今は互いに服を脱いで、火の前に座っている状態だ。韓媛は改めて男女の差を痛感させられた。

大泊瀬皇子(おおはつせのおうじ)は韓媛が余り喋らないので、少し不思議に思った。

「韓媛、どうかしたか。ひどく無口だが」

「いえ、大丈夫です。今は何となくこうしていたいだけですから」

韓媛は恥ずかしさの余り、それ以外何もよう言えなかった。

それを聞いた大泊瀬皇子は、ふと優しい笑みを彼女に向けた。

そんな彼を見て韓媛の心は急に高鳴る。普段は少し傲慢で、態度の大きい彼がこんな表情を見せるとは、正直意外だ。

「俺は今回、本当にお前が死んでしまうのではと思った」

彼はそう言って、焚き火に木の枝を増やした。すると火はさらに勢いを増す。

韓媛も思わず焚き火に目をやった。
そう言えば、今日溺れていた男の子はどうなったのだろうか。
あの後無事に妹と再会出来て、親元の所に帰れていれば良いが。

韓媛がそんな事を考えている時だった。彼女はふと大泊瀬皇子の視線を感じ、ふと顔を上げる。
すると彼は韓媛の事を真っ直ぐ見つめていた。

(こうやって見つめられると、恥ずかしくて仕方ない……)

「大泊瀬皇子、お願いですから余りじろじろ見ないで下さい」

彼女は今布にくるまってはいるが、服を脱いでいる状態である。そんな状況下なので、余計に気恥ずかしかった。


「韓媛……お前は本当に綺麗になったな」

(え!綺麗?)

韓媛は余りに意外な事をいわれてしまい、どう答えたら良いのか分からず、思わず言葉を失なった。

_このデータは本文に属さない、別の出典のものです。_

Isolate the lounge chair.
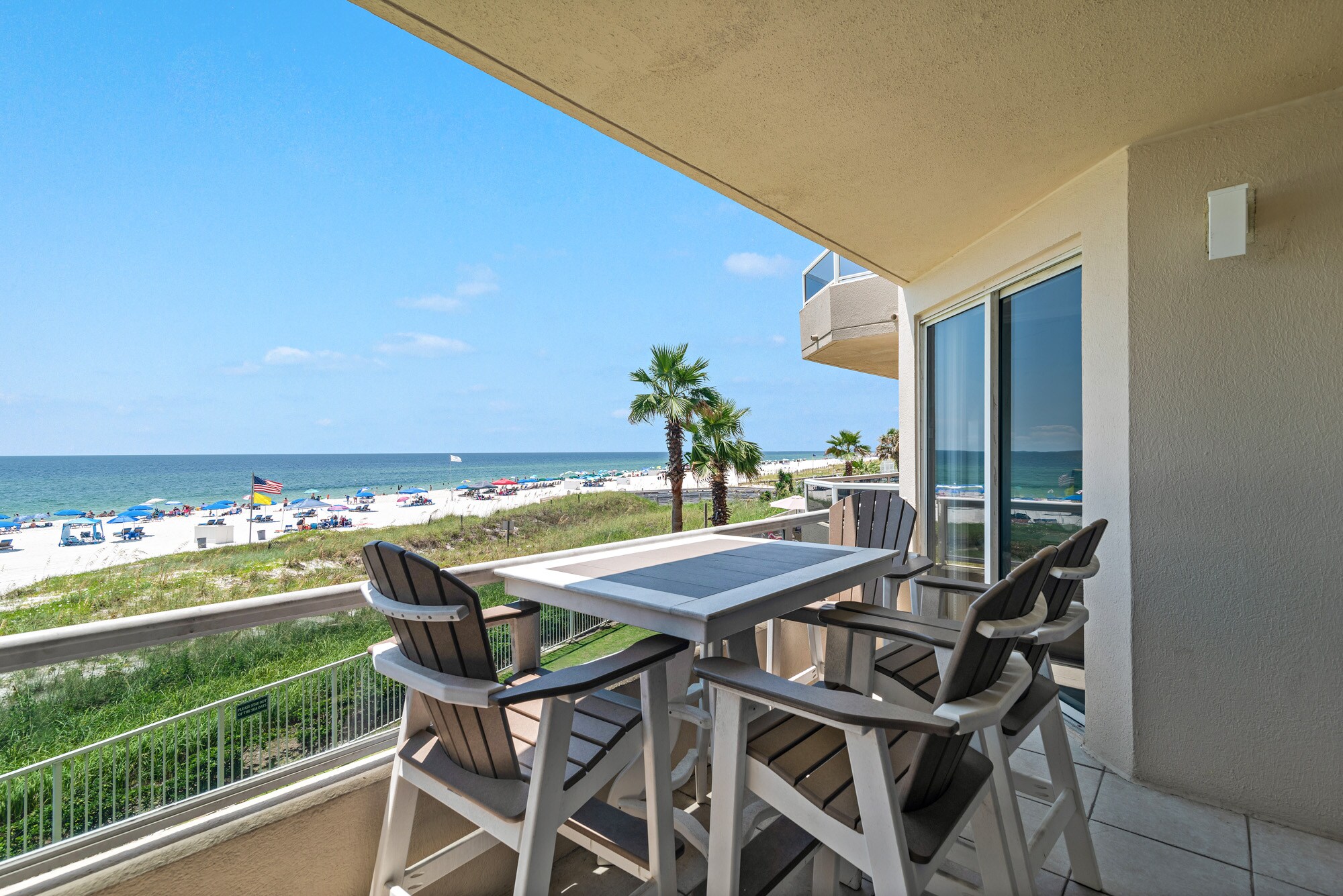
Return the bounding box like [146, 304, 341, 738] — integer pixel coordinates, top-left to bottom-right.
[364, 542, 689, 896]
[694, 547, 1054, 896]
[827, 519, 1107, 892]
[771, 489, 932, 679]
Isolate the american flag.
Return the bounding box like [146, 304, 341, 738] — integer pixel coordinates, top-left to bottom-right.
[252, 475, 283, 495]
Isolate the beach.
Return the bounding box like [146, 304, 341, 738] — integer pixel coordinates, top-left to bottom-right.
[0, 458, 833, 598]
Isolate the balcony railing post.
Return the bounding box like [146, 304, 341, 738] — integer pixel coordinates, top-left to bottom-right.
[51, 760, 62, 844]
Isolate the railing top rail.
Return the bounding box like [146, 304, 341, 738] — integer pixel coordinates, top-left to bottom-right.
[0, 509, 829, 673]
[0, 653, 364, 783]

だが彼はそれでも真っ直ぐ彼女を見つめている。一応彼は焚き火の反対側にいるので、側に近付いてくる事はない。

「お、大泊瀬皇子。いきなり何をいってるのですか!」

韓媛は心臓がどくどくなりすぎて、もうおかしくなりそうだ。

(本当に今日の彼は一体どしたの……)

「大泊瀬皇子、そういう事は軽々しくいうものではないです。それに皇子には心に決めてる人がいるのでしょう?」

今回の草香幡梭姫(くさかのはたびひめ)の婚姻はあくまで建前上のもので、それとは別に大事な女性がいると彼は前回いっていた。

大泊瀬皇子はそれを聞いて、いきなりクスクスと笑いだした。